Budidaya Strawberry Di Dataran Rendah
Strawberry pertama kali ditemukan di chilli dan saat ini merupakan buah yang banyak dibudidayakan di Indonesia. Umum dibudidayakan di dataran tinggi karena syarat tumbuh yang memerlukan lingkungan tumbuh bersuhu dingin dan lembab dengan suhu optimum antara 17 – 20 °C, kelembaban 80 – 90 %, penyinaran 8 - 10 jam per hari dan curah hujan berkisar 600 mm – 700 mm per tahun. Di luar persyaratan tumbuh tersebut, strawberry masih mungkin untuk dibudidayakan dengan perlakuan-perlakuan tambahan agar bisa untuk tumbuh dengan baik.
Di Kota Yogyakarta, tanaman strawberry juga mudah dijumpai. Penanaman di dataran rendah masih memungkinkan dengan pengairan atau penyiraman yang intens. Dalam sehari dilakukan penyiraman sebanyak 2 kali di pagi dan sore hari.
Faktor cahaya mempunyai peranan penting untuk pertumbuhan strawberry. Pada umumnya strawberry menyukai sinar matahari langsung tetapi dengan suhu udara yang relatif rendah. Suhu dataran rendah yang tinggi sering menyebabkan daun strawberry mengkerut dan pada tingkat yang lebih tinggi intensitas cahayanya daun bahkan bisa mengering.

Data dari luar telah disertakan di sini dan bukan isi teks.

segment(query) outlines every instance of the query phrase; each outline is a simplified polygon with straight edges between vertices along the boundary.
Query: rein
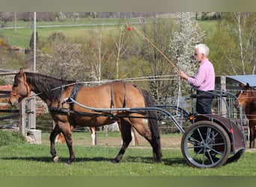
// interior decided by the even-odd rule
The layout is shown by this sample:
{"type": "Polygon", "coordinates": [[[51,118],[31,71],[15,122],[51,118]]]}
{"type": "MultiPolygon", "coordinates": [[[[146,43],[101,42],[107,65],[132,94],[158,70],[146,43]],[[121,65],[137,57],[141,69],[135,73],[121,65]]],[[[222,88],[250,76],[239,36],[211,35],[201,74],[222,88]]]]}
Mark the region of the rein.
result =
{"type": "Polygon", "coordinates": [[[30,94],[31,92],[31,88],[29,87],[28,84],[27,83],[27,78],[25,76],[25,73],[24,73],[24,85],[25,87],[23,87],[20,91],[18,91],[17,92],[13,92],[11,91],[10,93],[10,94],[13,95],[13,96],[20,96],[20,92],[22,91],[24,89],[27,89],[27,97],[28,97],[30,96],[30,94]]]}

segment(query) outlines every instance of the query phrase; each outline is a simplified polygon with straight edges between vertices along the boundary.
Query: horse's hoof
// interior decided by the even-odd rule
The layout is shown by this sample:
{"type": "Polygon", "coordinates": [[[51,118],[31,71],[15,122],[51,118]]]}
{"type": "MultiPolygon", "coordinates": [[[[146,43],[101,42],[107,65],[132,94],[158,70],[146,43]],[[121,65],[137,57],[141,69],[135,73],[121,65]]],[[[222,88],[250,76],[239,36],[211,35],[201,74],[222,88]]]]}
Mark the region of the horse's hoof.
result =
{"type": "Polygon", "coordinates": [[[57,163],[60,161],[60,157],[58,157],[58,156],[56,156],[55,157],[53,158],[53,162],[57,163]]]}
{"type": "Polygon", "coordinates": [[[65,162],[65,165],[70,165],[71,162],[70,161],[67,161],[65,162]]]}
{"type": "Polygon", "coordinates": [[[113,164],[117,164],[117,163],[118,163],[119,162],[119,161],[117,161],[117,160],[112,160],[111,161],[111,163],[113,163],[113,164]]]}

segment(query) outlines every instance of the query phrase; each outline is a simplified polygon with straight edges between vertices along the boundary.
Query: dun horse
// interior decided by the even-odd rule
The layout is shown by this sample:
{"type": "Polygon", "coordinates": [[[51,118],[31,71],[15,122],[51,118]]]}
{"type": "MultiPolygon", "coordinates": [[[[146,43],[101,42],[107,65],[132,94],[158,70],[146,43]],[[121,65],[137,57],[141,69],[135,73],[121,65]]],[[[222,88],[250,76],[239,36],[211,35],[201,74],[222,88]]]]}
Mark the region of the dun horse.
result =
{"type": "MultiPolygon", "coordinates": [[[[241,84],[242,90],[238,94],[237,100],[241,107],[245,108],[245,112],[249,120],[249,127],[250,131],[249,136],[249,148],[255,147],[256,138],[256,91],[250,87],[249,84],[244,85],[241,84]]],[[[234,102],[235,106],[238,105],[237,102],[234,102]]]]}
{"type": "Polygon", "coordinates": [[[76,100],[82,105],[96,108],[144,108],[153,106],[152,97],[147,91],[132,85],[115,82],[97,87],[84,87],[74,82],[65,81],[34,73],[23,73],[22,69],[16,75],[10,103],[16,105],[34,91],[47,104],[56,126],[50,134],[50,153],[54,162],[58,162],[55,139],[62,132],[65,137],[71,164],[75,160],[70,126],[100,126],[118,121],[120,124],[123,144],[113,162],[119,162],[132,140],[131,126],[150,144],[157,162],[162,162],[159,132],[154,111],[92,111],[68,100],[76,100]],[[149,130],[143,123],[148,118],[149,130]]]}

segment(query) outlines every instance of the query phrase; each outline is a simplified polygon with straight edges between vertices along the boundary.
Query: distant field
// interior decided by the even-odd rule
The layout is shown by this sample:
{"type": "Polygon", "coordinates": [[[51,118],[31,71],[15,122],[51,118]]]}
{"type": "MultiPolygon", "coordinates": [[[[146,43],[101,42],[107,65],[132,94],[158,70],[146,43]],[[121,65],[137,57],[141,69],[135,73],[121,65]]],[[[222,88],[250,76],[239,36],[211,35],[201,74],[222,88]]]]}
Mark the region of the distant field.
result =
{"type": "MultiPolygon", "coordinates": [[[[37,31],[39,40],[43,40],[53,32],[62,32],[65,36],[70,37],[79,37],[86,36],[88,31],[93,28],[103,27],[103,31],[109,34],[109,30],[114,30],[118,24],[130,22],[132,24],[138,22],[138,19],[80,19],[79,21],[60,22],[37,22],[37,31]],[[42,28],[43,26],[43,28],[42,28]],[[48,27],[45,27],[48,26],[48,27]]],[[[148,19],[148,22],[150,22],[148,19]]],[[[216,21],[198,21],[202,28],[210,33],[214,29],[216,21]]],[[[21,48],[28,48],[29,41],[33,34],[34,28],[31,24],[23,21],[16,22],[16,31],[14,31],[14,22],[8,22],[7,29],[0,29],[0,34],[3,35],[10,45],[21,48]]],[[[104,32],[103,34],[104,34],[104,32]]]]}

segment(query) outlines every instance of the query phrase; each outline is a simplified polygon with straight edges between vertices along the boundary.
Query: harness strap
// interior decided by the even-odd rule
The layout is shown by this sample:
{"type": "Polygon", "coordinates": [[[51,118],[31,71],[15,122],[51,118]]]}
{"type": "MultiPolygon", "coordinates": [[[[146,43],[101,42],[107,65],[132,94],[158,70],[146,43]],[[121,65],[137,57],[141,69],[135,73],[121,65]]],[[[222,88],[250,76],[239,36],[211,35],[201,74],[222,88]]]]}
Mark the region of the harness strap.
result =
{"type": "MultiPolygon", "coordinates": [[[[73,88],[73,90],[71,91],[71,94],[70,94],[69,98],[72,98],[73,99],[76,100],[77,94],[78,94],[78,93],[80,91],[82,87],[82,84],[76,84],[74,85],[74,87],[73,88]]],[[[73,111],[73,106],[74,106],[73,102],[70,102],[70,111],[73,111]]],[[[76,126],[77,126],[77,123],[76,123],[76,121],[75,120],[74,114],[75,114],[74,112],[70,112],[70,123],[74,127],[76,127],[76,126]]]]}
{"type": "Polygon", "coordinates": [[[114,105],[114,98],[113,98],[113,82],[112,82],[110,85],[110,96],[111,96],[111,101],[110,101],[111,108],[114,108],[115,105],[114,105]]]}
{"type": "Polygon", "coordinates": [[[127,85],[124,82],[124,108],[127,107],[127,85]]]}

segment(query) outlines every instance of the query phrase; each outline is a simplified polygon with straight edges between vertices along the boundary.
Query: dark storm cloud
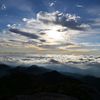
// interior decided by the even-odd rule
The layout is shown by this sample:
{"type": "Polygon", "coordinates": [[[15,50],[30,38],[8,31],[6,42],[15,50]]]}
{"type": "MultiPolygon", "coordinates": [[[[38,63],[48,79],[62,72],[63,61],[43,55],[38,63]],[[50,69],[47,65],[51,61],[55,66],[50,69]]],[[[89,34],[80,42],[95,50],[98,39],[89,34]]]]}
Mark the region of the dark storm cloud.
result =
{"type": "Polygon", "coordinates": [[[31,34],[31,33],[24,32],[24,31],[21,31],[19,29],[15,29],[15,28],[10,28],[9,31],[13,32],[13,33],[16,33],[16,34],[26,36],[26,37],[29,37],[29,38],[32,38],[32,39],[38,39],[39,38],[39,36],[35,35],[34,33],[31,34]]]}
{"type": "Polygon", "coordinates": [[[55,49],[55,48],[60,47],[60,46],[69,46],[69,45],[74,45],[74,44],[65,43],[65,44],[58,44],[58,45],[40,45],[39,47],[55,49]]]}

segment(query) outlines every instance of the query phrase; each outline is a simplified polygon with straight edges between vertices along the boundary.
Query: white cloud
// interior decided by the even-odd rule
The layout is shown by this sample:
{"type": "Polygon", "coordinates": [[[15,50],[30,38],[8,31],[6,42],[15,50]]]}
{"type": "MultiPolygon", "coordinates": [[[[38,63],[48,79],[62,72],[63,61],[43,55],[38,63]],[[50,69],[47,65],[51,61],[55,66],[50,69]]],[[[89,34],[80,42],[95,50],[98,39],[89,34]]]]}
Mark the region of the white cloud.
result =
{"type": "Polygon", "coordinates": [[[54,3],[53,3],[53,2],[52,2],[52,3],[49,3],[49,6],[50,6],[50,7],[52,7],[53,5],[54,5],[54,3]]]}
{"type": "Polygon", "coordinates": [[[6,10],[6,5],[5,4],[2,4],[1,9],[2,10],[6,10]]]}

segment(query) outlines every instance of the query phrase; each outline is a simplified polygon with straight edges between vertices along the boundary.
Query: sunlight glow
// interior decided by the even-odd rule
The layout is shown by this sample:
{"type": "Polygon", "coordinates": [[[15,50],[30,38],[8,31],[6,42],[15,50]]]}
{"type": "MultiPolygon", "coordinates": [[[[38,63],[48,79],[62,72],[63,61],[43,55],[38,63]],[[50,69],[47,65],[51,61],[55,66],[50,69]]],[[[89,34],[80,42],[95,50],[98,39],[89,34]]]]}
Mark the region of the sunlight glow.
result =
{"type": "Polygon", "coordinates": [[[48,37],[52,39],[62,39],[61,32],[57,31],[57,28],[54,27],[52,30],[48,31],[48,37]]]}

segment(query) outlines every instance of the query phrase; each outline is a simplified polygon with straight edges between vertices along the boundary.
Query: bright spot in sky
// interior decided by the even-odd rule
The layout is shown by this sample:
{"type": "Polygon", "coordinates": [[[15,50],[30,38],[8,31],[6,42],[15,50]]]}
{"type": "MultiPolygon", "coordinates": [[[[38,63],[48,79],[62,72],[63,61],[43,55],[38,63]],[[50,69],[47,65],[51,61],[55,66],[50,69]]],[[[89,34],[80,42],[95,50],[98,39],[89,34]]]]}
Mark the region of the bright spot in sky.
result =
{"type": "Polygon", "coordinates": [[[51,31],[48,32],[48,37],[52,38],[52,39],[60,39],[61,38],[61,33],[51,30],[51,31]]]}
{"type": "Polygon", "coordinates": [[[52,28],[47,33],[48,33],[48,37],[49,38],[52,38],[52,39],[62,39],[61,32],[57,31],[57,27],[52,28]]]}

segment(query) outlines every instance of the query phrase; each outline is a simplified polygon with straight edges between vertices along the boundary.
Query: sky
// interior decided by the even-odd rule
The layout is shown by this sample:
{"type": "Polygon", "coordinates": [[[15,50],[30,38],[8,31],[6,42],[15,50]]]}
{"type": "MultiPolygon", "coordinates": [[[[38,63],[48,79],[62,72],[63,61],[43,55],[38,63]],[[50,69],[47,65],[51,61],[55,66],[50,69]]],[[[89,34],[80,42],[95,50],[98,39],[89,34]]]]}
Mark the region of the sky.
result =
{"type": "Polygon", "coordinates": [[[0,52],[100,54],[100,0],[0,0],[0,52]]]}

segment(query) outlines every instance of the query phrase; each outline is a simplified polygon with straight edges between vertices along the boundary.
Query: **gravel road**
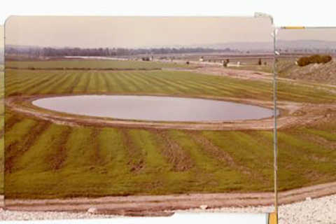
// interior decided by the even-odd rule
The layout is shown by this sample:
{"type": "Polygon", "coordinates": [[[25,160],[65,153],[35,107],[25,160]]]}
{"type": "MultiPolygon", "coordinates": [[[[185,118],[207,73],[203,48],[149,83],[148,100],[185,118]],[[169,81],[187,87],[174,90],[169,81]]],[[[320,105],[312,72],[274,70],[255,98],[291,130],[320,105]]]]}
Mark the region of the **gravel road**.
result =
{"type": "MultiPolygon", "coordinates": [[[[193,209],[189,211],[200,212],[240,212],[265,213],[271,212],[272,206],[246,208],[223,208],[214,209],[193,209]]],[[[186,212],[186,211],[176,211],[186,212]]],[[[336,195],[317,199],[307,198],[305,201],[281,205],[279,209],[280,224],[331,224],[336,223],[336,195]]],[[[30,212],[10,211],[0,209],[0,220],[47,220],[113,218],[113,216],[99,215],[92,213],[71,212],[30,212]]]]}

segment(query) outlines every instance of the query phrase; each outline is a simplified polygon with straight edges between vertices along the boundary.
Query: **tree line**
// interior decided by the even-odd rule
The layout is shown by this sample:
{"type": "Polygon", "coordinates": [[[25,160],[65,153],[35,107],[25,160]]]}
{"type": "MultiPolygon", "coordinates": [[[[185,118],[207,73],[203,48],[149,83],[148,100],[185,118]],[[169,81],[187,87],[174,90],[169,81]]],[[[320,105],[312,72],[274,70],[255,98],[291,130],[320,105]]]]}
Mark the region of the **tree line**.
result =
{"type": "Polygon", "coordinates": [[[212,49],[204,48],[15,48],[6,49],[6,55],[9,57],[52,57],[65,56],[87,56],[87,57],[118,57],[132,55],[151,55],[183,53],[209,53],[221,52],[235,52],[230,48],[212,49]]]}

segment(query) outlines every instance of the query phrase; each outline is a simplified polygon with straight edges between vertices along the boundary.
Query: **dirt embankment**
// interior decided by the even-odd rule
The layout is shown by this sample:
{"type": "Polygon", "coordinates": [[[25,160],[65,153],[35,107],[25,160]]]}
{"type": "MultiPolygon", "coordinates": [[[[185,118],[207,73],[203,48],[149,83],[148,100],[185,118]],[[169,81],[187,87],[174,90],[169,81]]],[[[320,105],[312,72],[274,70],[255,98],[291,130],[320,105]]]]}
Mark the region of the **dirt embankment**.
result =
{"type": "Polygon", "coordinates": [[[336,59],[326,64],[311,64],[307,66],[296,66],[288,74],[288,78],[336,85],[336,59]]]}
{"type": "MultiPolygon", "coordinates": [[[[279,192],[280,204],[336,194],[336,182],[279,192]]],[[[175,210],[208,208],[244,207],[272,205],[273,192],[189,194],[155,196],[105,197],[64,200],[6,200],[6,209],[18,211],[86,211],[95,208],[97,214],[146,216],[170,213],[175,210]]]]}

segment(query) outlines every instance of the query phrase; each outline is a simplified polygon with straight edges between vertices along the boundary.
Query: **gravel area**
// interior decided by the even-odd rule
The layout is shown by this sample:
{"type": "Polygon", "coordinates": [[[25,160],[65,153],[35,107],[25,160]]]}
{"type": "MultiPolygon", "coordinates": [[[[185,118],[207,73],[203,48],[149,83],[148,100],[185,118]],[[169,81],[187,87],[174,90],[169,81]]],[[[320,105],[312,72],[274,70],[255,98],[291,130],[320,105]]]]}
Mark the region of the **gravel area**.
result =
{"type": "MultiPolygon", "coordinates": [[[[272,212],[273,206],[246,208],[223,208],[192,209],[189,211],[200,212],[240,212],[266,213],[272,212]]],[[[176,211],[186,212],[186,211],[176,211]]],[[[317,199],[307,198],[304,202],[280,206],[279,208],[279,224],[332,224],[336,223],[336,195],[317,199]]],[[[0,209],[0,220],[48,220],[48,219],[80,219],[113,218],[114,216],[99,215],[92,213],[69,212],[23,212],[10,211],[0,209]]]]}

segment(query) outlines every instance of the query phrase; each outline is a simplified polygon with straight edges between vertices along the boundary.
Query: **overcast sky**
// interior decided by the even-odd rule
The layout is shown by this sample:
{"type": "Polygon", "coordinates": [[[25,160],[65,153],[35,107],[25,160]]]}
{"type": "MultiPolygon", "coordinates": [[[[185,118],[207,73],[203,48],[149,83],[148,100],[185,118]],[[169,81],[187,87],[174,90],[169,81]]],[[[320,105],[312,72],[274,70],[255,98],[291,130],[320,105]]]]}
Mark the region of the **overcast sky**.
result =
{"type": "Polygon", "coordinates": [[[0,26],[0,48],[4,48],[4,27],[0,26]]]}
{"type": "Polygon", "coordinates": [[[6,43],[50,47],[144,48],[272,41],[265,18],[20,17],[6,23],[6,43]]]}
{"type": "Polygon", "coordinates": [[[281,29],[278,31],[278,40],[322,40],[336,41],[336,28],[281,29]]]}

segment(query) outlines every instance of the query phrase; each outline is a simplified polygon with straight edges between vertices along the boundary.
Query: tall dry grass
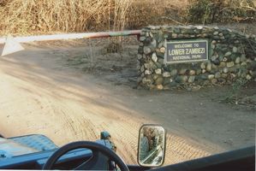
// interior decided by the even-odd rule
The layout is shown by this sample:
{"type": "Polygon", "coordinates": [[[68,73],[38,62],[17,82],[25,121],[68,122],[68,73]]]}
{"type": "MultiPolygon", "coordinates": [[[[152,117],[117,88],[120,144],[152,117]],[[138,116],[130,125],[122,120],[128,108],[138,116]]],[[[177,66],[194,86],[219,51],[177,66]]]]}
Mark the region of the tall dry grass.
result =
{"type": "Polygon", "coordinates": [[[0,0],[0,34],[140,28],[176,20],[188,0],[0,0]]]}
{"type": "Polygon", "coordinates": [[[122,29],[129,0],[2,0],[2,33],[122,29]]]}

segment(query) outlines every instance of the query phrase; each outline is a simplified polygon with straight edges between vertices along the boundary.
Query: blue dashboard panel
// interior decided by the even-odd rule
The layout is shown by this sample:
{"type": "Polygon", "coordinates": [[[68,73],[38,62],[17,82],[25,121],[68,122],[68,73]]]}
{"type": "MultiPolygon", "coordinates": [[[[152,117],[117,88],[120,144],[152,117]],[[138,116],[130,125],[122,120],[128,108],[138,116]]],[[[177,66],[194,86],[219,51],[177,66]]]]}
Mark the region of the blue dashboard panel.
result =
{"type": "Polygon", "coordinates": [[[39,151],[51,150],[58,148],[49,138],[40,134],[13,137],[8,139],[11,139],[15,143],[35,149],[39,151]]]}

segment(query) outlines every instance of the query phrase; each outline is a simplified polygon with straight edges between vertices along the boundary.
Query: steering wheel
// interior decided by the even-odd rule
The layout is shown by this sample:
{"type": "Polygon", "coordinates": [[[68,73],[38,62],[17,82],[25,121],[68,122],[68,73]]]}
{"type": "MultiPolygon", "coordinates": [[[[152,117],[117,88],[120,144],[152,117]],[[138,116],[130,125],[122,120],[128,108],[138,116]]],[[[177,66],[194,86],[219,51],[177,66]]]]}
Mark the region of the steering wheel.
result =
{"type": "MultiPolygon", "coordinates": [[[[98,159],[99,153],[103,154],[104,156],[107,157],[109,161],[113,161],[120,168],[121,170],[128,171],[128,166],[122,161],[122,159],[118,156],[113,150],[109,149],[108,147],[91,141],[77,141],[74,143],[68,144],[57,150],[56,150],[45,163],[43,169],[50,170],[53,168],[53,166],[56,164],[57,160],[63,156],[67,152],[75,150],[75,149],[89,149],[92,151],[92,156],[88,159],[86,162],[79,165],[75,168],[75,170],[86,170],[89,169],[88,165],[96,164],[97,160],[98,159]]],[[[100,168],[99,168],[100,169],[100,168]]],[[[101,168],[103,169],[103,168],[101,168]]]]}

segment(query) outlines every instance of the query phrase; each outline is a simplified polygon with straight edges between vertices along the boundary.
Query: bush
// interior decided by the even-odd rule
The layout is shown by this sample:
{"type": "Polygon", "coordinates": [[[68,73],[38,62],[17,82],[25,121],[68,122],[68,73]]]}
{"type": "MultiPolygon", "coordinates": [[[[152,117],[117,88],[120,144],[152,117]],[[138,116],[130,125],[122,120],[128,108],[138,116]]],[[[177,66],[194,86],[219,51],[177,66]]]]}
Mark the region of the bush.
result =
{"type": "Polygon", "coordinates": [[[191,23],[255,21],[253,0],[191,0],[187,20],[191,23]]]}

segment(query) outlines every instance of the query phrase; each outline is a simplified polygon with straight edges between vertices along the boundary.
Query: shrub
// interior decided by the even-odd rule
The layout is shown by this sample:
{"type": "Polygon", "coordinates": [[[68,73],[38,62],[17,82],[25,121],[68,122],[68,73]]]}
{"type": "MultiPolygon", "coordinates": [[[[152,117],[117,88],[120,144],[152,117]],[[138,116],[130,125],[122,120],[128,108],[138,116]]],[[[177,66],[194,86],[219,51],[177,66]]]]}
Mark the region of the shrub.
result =
{"type": "Polygon", "coordinates": [[[187,20],[192,23],[255,21],[253,0],[190,0],[187,20]]]}

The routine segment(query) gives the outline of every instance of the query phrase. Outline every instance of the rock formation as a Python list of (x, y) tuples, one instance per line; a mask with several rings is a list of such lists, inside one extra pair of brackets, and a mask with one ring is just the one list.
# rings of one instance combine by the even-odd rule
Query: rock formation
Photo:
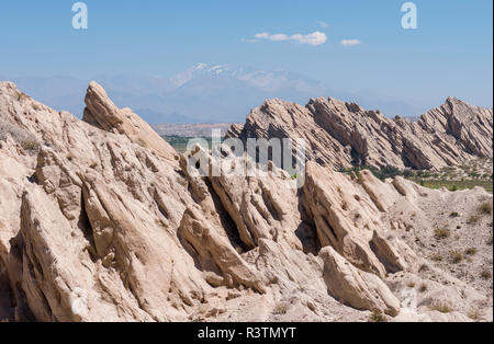
[[(492, 218), (467, 223), (492, 204), (483, 190), (351, 179), (315, 162), (301, 190), (285, 187), (283, 171), (195, 176), (190, 154), (216, 157), (199, 146), (179, 156), (94, 82), (86, 105), (79, 121), (0, 83), (2, 319), (465, 321), (478, 309), (492, 321), (492, 280), (472, 276), (492, 259)], [(310, 113), (293, 105), (285, 115), (296, 128)], [(480, 128), (454, 123), (445, 131), (462, 139), (451, 147), (489, 153)], [(314, 149), (343, 147), (318, 130)], [(458, 239), (439, 250), (434, 229), (451, 211)], [(464, 245), (478, 248), (468, 265), (430, 259)]]
[(475, 157), (493, 157), (493, 112), (449, 98), (418, 122), (384, 117), (335, 99), (311, 100), (305, 107), (268, 100), (227, 137), (303, 138), (308, 160), (336, 168), (392, 165), (440, 169)]

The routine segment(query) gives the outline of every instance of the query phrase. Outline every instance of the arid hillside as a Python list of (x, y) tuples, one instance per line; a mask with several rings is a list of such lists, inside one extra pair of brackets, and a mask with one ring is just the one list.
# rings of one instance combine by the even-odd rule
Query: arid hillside
[(358, 104), (318, 98), (303, 107), (278, 99), (251, 111), (227, 137), (303, 138), (322, 165), (439, 170), (492, 158), (493, 112), (448, 98), (417, 122), (386, 118)]

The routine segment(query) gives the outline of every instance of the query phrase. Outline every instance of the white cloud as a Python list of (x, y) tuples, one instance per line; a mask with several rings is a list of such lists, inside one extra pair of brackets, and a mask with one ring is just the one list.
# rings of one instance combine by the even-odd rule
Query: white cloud
[(242, 42), (246, 42), (246, 43), (256, 43), (259, 42), (259, 39), (250, 39), (250, 38), (242, 38)]
[(351, 47), (353, 45), (359, 45), (360, 41), (359, 39), (344, 39), (339, 44), (341, 44), (343, 46), (346, 46), (346, 47)]
[(299, 44), (308, 44), (308, 45), (313, 45), (313, 46), (325, 44), (327, 41), (326, 34), (318, 32), (318, 31), (316, 31), (312, 34), (307, 34), (307, 35), (294, 34), (291, 36), (285, 35), (285, 34), (271, 35), (271, 34), (265, 32), (265, 33), (256, 34), (255, 37), (259, 38), (259, 39), (269, 39), (269, 41), (273, 41), (273, 42), (294, 41)]

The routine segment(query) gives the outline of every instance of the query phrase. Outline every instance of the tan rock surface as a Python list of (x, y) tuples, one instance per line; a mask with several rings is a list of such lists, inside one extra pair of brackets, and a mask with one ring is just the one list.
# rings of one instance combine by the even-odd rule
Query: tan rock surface
[(416, 123), (386, 118), (379, 111), (335, 99), (305, 107), (268, 100), (227, 137), (303, 138), (308, 160), (333, 168), (393, 165), (440, 169), (476, 157), (493, 157), (493, 112), (449, 98)]

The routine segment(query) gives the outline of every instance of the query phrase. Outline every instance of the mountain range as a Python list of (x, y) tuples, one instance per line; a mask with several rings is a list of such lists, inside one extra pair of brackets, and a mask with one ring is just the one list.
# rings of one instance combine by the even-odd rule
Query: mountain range
[[(0, 76), (48, 106), (82, 115), (83, 94), (91, 80), (71, 77)], [(386, 115), (418, 115), (429, 106), (362, 92), (338, 90), (287, 70), (260, 70), (231, 65), (198, 64), (172, 77), (96, 76), (119, 106), (130, 106), (149, 124), (243, 123), (267, 99), (307, 103), (333, 96), (379, 108)]]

Untuk mengatasi pengurangan intensitas cahaya yang diterima, tempat pembudidayaan bisa ditutup dengan paranet di bagian atapnya.
Untuk pembentukan bunga, dibutuhkan perbedaan suhu yang tinggi antara malam dan siang hari serta kelembaban yang sesuai untuk pembentukan bakal buah yaitu sebesar 80 – 90%. Pada budidaya di dataran rendah menurut ibu siti, pengelola kebun strawberry di Ngipiksari, buah yang dihasilkan berat atau volumenya tidak akan sebesar buah strawberry yang ditanam di dataran tinggi. Buah strawberry di dataran rendah akan berukuran lebih kecil karena suhu yang tinggi di dataran rendah akan menyebabkan buah cepat merah, matang sebelum mencapai volume buah yang maksimal.